(IV de X) La ocupación Haitiana: Dos décadas de sometimiento y resistencia
Por Roberto Veras
SANTO DOMINGO, RD.-
Dos décadas después de proclamada la independencia haitiana en 1804, la historia del Caribe volvió a girar con fuerza hacia la isla La Española. Haití, bajo la dirección de Jean Pierre Boyer, tomó la decisión estratégica de extender su dominio hacia la parte oriental, que aún se conocía como Santo Domingo Español.
Esta invasión no fue un hecho fortuito ni improvisado. La intención de los dominicanos de unirse al proyecto de la Gran Colombia de Simón Bolívar preocupaba seriamente a Boyer. Temía que, de consolidarse esa unión, se fortaleciera un poder aliado en el Caribe que frustrara las aspiraciones haitianas de dominar toda la isla.
Con esa motivación, Boyer impulsó una campaña militar que desembocó en la ocupación total del territorio oriental en 1822. El argumento de fondo era asegurar la isla completa antes de que el nuevo estado dominicano tomara forma y adquiriera el respaldo internacional.
Para muchos habitantes de Santo Domingo Español, aquel suceso fue un choque cultural, político y económico. Pasaron de ser súbditos de la Corona española a formar parte de un régimen extranjero, cuya lengua, leyes y costumbres eran muy distintas a las suyas.
Durante los 22 años de ocupación haitiana se impuso una administración centralizada que buscaba homogenizar a ambos pueblos bajo una misma autoridad.

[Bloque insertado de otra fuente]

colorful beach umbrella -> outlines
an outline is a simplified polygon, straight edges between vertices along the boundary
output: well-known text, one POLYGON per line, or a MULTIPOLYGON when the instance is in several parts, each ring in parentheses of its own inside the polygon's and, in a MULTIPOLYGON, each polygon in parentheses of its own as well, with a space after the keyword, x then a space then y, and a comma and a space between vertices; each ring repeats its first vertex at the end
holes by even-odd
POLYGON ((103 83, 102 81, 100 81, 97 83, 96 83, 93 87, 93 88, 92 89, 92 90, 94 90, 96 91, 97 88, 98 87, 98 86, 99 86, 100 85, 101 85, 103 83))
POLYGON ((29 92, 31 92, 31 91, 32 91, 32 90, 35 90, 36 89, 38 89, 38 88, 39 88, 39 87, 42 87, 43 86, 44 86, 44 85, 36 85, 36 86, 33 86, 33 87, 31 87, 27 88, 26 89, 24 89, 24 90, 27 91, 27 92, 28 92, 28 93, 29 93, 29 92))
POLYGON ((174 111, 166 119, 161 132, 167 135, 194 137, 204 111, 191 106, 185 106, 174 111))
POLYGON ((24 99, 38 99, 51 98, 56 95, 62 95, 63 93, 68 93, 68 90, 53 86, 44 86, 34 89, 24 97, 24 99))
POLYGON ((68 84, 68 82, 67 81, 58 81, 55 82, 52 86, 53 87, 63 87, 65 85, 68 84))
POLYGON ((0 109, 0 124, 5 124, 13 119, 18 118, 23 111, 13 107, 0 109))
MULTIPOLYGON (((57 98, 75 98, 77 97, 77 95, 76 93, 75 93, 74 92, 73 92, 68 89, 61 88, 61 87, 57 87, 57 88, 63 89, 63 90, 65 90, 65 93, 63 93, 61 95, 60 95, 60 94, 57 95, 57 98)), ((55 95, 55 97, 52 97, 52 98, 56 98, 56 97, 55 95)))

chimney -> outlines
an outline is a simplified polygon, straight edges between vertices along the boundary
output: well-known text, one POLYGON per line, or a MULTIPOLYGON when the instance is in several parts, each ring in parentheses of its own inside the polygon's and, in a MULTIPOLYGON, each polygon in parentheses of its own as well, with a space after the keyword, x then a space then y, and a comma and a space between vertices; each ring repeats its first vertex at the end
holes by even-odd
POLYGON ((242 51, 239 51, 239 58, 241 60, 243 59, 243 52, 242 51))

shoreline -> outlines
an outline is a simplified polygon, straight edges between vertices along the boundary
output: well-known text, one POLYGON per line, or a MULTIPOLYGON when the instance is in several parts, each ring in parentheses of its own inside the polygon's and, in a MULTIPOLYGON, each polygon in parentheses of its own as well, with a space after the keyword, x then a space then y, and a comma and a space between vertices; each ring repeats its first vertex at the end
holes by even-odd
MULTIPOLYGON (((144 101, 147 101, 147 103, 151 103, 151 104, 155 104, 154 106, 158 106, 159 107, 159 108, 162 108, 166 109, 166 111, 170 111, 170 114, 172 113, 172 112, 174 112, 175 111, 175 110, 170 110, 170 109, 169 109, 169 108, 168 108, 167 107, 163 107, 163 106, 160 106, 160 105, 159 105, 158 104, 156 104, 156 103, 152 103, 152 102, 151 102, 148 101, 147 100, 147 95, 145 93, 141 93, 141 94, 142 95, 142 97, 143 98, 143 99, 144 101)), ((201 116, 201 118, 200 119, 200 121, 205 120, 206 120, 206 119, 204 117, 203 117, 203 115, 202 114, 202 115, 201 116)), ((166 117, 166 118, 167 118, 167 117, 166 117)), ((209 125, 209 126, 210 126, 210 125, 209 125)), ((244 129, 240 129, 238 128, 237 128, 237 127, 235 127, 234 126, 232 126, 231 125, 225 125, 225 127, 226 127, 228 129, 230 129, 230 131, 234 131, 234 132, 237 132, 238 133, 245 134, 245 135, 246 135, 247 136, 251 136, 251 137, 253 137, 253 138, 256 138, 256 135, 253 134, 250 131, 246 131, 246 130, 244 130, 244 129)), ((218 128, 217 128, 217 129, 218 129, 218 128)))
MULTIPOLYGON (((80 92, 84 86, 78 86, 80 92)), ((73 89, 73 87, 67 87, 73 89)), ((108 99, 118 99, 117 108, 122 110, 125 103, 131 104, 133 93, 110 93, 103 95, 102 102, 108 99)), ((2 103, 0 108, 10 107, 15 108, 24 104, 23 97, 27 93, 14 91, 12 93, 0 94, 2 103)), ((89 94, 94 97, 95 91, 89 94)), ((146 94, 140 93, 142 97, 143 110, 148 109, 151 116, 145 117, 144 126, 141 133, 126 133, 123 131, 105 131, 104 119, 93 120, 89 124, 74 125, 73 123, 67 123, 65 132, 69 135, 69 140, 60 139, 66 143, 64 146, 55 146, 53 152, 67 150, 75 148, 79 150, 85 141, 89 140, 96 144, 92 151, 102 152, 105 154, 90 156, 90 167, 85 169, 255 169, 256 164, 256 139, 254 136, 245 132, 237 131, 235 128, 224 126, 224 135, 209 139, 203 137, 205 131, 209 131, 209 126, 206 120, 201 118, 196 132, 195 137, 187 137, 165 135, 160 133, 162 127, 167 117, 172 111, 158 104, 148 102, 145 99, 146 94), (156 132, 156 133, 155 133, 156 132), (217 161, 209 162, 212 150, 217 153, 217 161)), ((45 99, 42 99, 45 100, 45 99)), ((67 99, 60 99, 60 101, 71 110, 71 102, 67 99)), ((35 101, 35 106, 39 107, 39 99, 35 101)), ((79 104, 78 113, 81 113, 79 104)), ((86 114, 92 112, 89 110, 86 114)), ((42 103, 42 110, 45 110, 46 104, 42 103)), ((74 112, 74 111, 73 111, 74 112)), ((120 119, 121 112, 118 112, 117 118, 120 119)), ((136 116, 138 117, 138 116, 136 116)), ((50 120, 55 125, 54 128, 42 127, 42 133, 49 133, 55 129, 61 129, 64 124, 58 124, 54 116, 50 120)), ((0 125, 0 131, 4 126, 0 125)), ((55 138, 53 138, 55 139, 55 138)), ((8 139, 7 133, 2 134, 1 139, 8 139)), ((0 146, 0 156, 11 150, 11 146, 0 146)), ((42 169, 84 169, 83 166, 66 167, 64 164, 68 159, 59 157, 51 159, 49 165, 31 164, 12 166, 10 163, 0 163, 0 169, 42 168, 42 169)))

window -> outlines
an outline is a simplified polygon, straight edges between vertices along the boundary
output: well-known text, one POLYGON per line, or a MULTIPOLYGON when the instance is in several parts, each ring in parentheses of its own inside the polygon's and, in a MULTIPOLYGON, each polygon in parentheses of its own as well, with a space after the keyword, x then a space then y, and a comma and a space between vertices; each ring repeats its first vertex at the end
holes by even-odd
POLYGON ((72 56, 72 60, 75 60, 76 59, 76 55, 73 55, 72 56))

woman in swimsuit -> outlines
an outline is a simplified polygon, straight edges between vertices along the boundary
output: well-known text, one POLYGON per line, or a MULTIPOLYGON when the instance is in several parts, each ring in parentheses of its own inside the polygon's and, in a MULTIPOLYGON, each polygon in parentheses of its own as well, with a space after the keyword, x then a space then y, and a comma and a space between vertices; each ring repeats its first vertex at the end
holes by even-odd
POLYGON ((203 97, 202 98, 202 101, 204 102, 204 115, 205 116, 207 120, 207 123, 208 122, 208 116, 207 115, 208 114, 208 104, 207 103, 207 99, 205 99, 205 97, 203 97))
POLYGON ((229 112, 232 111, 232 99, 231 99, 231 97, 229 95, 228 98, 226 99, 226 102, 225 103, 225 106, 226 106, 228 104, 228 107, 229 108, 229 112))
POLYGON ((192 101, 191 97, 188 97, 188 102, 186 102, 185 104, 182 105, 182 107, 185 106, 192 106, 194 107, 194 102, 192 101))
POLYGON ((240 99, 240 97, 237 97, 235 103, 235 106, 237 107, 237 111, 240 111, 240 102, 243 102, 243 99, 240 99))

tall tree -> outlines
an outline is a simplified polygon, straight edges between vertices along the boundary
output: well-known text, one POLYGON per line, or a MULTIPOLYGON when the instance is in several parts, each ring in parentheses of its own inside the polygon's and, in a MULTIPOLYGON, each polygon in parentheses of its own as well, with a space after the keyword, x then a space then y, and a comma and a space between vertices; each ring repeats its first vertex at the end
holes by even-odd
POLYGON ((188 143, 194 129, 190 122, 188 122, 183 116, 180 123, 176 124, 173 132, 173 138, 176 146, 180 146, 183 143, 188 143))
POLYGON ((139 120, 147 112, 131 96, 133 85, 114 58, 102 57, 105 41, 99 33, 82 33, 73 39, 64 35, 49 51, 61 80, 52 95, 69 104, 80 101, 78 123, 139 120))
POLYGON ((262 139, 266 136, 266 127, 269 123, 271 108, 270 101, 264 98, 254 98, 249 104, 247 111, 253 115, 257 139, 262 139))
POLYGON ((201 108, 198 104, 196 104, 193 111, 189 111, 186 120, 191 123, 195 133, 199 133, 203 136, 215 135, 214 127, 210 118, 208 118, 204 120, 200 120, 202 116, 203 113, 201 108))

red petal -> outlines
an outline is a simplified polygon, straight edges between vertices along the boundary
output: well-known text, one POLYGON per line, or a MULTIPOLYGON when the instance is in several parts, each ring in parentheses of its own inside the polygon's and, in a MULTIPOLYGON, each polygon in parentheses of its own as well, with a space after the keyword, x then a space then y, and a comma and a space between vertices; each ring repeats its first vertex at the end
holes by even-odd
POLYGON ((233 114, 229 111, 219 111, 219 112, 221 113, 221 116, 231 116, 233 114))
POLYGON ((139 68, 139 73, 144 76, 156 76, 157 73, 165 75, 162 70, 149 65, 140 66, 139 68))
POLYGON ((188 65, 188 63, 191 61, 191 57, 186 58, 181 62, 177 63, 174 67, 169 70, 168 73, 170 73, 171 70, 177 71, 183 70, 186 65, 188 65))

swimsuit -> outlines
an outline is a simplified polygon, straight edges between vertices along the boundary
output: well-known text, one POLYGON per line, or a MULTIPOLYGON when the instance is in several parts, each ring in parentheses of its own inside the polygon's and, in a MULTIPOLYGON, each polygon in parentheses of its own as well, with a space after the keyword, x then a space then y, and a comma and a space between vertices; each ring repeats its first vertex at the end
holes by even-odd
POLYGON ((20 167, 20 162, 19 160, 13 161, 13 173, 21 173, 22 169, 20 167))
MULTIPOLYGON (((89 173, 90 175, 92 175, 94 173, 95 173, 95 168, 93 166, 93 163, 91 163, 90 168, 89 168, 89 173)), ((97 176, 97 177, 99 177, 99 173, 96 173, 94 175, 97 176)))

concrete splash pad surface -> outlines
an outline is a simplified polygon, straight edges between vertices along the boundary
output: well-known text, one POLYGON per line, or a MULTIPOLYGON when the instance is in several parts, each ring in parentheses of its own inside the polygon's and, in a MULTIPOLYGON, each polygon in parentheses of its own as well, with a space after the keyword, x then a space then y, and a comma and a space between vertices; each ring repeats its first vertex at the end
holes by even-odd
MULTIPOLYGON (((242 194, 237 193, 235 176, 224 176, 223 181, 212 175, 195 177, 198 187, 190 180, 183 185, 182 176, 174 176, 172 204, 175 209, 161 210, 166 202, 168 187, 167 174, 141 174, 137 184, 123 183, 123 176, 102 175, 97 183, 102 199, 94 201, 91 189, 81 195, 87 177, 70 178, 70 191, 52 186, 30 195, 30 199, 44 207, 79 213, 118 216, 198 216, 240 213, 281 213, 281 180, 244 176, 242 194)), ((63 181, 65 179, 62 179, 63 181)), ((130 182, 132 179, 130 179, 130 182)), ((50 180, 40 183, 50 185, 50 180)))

La abolición de prácticas tradicionales, el cambio en la propiedad de las tierras y la presión militar marcaron una etapa de tensiones permanentes.
La iglesia católica, institución de gran influencia en el lado oriental, también sufrió fuertes embates. Los bienes eclesiásticos fueron confiscados y la autoridad del clero disminuida, lo que causó descontento en una población profundamente católica y ligada a sus tradiciones religiosas.
A nivel económico, la situación se tornó difícil. El sistema de reparto de tierras, diseñado para fortalecer la agricultura y asegurar recursos para el Estado haitiano, perjudicó a muchos dominicanos que perdieron propiedades heredadas de generaciones anteriores.
La identidad cultural dominicana, aunque golpeada, se fortaleció en la resistencia. El idioma, las costumbres y la fe católica se convirtieron en escudos para diferenciarse del régimen impuesto y alimentar la esperanza de un renacer nacional.
La figura de Boyer, aunque poderosa al inicio, fue perdiendo legitimidad en la medida en que aumentaba el descontento, tanto en Haití como en Santo Domingo. Las dificultades económicas y las rebeliones locales fueron minando su gobierno.
En el este, surgieron movimientos secretos que comenzaron a articular una idea clara: la separación de Haití y la construcción de un Estado libre y soberano. La Trinitaria, fundada por Juan Pablo Duarte en 1838, fue la más decisiva en encender la chispa de la independencia dominicana.
La ocupación haitiana, que se prolongó por 22 años, terminó finalmente el 27 de febrero de 1844, cuando un grupo de patriotas proclamó la Independencia Dominicana en la Puerta del Conde, en Santo Domingo. Ese día se selló el anhelo de libertad largamente esperado.
Sin embargo, la herencia de esa etapa quedó marcada en la memoria colectiva: un período de sometimiento, resistencia y reafirmación cultural que dio forma a la identidad dominicana y reforzó la necesidad de mantener la soberanía frente a cualquier intento de dominio extranjero.